Perselisihan umat Islam tersebut di atas terus berlanjut, hingga berpuncak pada peristiwa arbitrase, yaitu upaya penyelesaian sengketa antara Ala bin Abi Thalib dan Mu’awiyah bin Abi Sufyan pada perang Shiffin dan perselisihan Ali ibn Abi Thalib dengan Aisyah pada perang Jamal. Peristiwa-peristiwa ini cukup banyak andilnya dalam melahirkan aliran atau mazhab dalam ilmu kalam.
Dalam perang Shiffin terjadi perdamaian atau tahkim antara pihak Ali dan Mu’awiyah, akan tetapi perdamaian tersebut tidak dapat diterima oleh sebagian pengikut Ali ibn Abi Thalib. Mereka itu dipelopori oleh Asy’ts ibn Qayis yang dalam perkembangan selanjutnya mereka itu disebut Khawarij. Kelompok Khawarij berfatwa bahwa orang yang terlibat dengan tahkim, baik menyetujui apalagi melaksanakannya dihukumkan berdosa besar dan setiap orang yang berdosa besar meninggal dunia tanpa tobat, maka itu adalah kafir. Salah satu alasan mereka karena ingkar menjalankan kewajibannya sebagai seorang muslim.
Penentuan seseorang kafir atau tidak kafir bukan lagi soal politik, tetapi soal teologi. Kafir adalah orang yang tidak percaya, lawannya mu’min artinya orang yang percaya. Kedua istilah ini dalam al-Qur’an biasanya berlawanan. Kata kafir yang ditujuan pada golongan di luar Islam, Oleh Khawarij dipergunakan dengan makna yang berbeda, yaitu untuk golongan yang berada dalam Islam sendiri.
Sebagai reaksi dari fatwa khawarij ini sebagian umat Islam yang dipelopori oleh Ghailan Dimasqy, tidak menerima akan fatwa tersebut. Mereka ini dalam perkembangan selanjutnya menjadi mazhab Murji’ah. Menurut mereka, karena fatwa itu tidak didukung oleh nash, maka kepastian hukumnya ditunda saja, diserahkan kepada Allah di akhirat kelak. Reaksi kelompok lain adalah penganut paham Abdullah ibn Saba’ dan orang-orang yang mengagungkan Ali ibn Abi Thalib.
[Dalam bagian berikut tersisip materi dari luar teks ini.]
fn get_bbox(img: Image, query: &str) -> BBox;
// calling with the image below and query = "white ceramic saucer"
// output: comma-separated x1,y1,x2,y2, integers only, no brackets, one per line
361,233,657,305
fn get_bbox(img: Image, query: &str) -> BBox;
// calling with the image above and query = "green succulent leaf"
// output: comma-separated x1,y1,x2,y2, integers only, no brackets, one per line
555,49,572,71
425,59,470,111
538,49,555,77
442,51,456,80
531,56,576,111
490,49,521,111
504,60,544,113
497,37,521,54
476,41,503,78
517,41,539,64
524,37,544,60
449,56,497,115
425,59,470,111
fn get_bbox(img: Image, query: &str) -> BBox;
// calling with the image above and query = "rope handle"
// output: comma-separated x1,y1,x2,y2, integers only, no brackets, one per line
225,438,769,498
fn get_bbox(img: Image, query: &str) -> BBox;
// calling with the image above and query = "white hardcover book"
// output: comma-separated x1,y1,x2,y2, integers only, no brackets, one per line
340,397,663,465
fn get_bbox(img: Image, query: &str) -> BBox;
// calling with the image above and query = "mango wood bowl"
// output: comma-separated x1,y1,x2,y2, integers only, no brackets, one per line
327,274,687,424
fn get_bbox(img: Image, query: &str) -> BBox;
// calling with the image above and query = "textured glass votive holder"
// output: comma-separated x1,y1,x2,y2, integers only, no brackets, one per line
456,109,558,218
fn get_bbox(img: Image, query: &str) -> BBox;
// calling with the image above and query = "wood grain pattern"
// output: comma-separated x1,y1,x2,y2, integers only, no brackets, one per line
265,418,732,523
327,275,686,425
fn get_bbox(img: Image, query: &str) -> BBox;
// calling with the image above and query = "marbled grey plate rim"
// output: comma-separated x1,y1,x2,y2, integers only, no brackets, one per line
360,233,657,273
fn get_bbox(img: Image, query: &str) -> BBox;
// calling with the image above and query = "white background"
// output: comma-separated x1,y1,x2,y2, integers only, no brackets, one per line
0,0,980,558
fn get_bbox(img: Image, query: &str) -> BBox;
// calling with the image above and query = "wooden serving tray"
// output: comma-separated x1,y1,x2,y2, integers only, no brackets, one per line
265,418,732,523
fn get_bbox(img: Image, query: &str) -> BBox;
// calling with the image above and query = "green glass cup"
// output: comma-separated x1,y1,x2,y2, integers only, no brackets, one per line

Mereka ini dikemudian hari dikenal dengan Syi’ah.
Persoalan dosa besar antara Khawarij dan Murji’ah itu masih berlanjut sampai pada masa Hasan Basri (642-728 M). Pada suatu hari Hasan Basri sedang memberikan pelajaran kepada murid-muridnya, datanglah seorang menanyakan tentang dosa besar yang dipertentangkan di atas, apakah membawa kekafiran atau tidak.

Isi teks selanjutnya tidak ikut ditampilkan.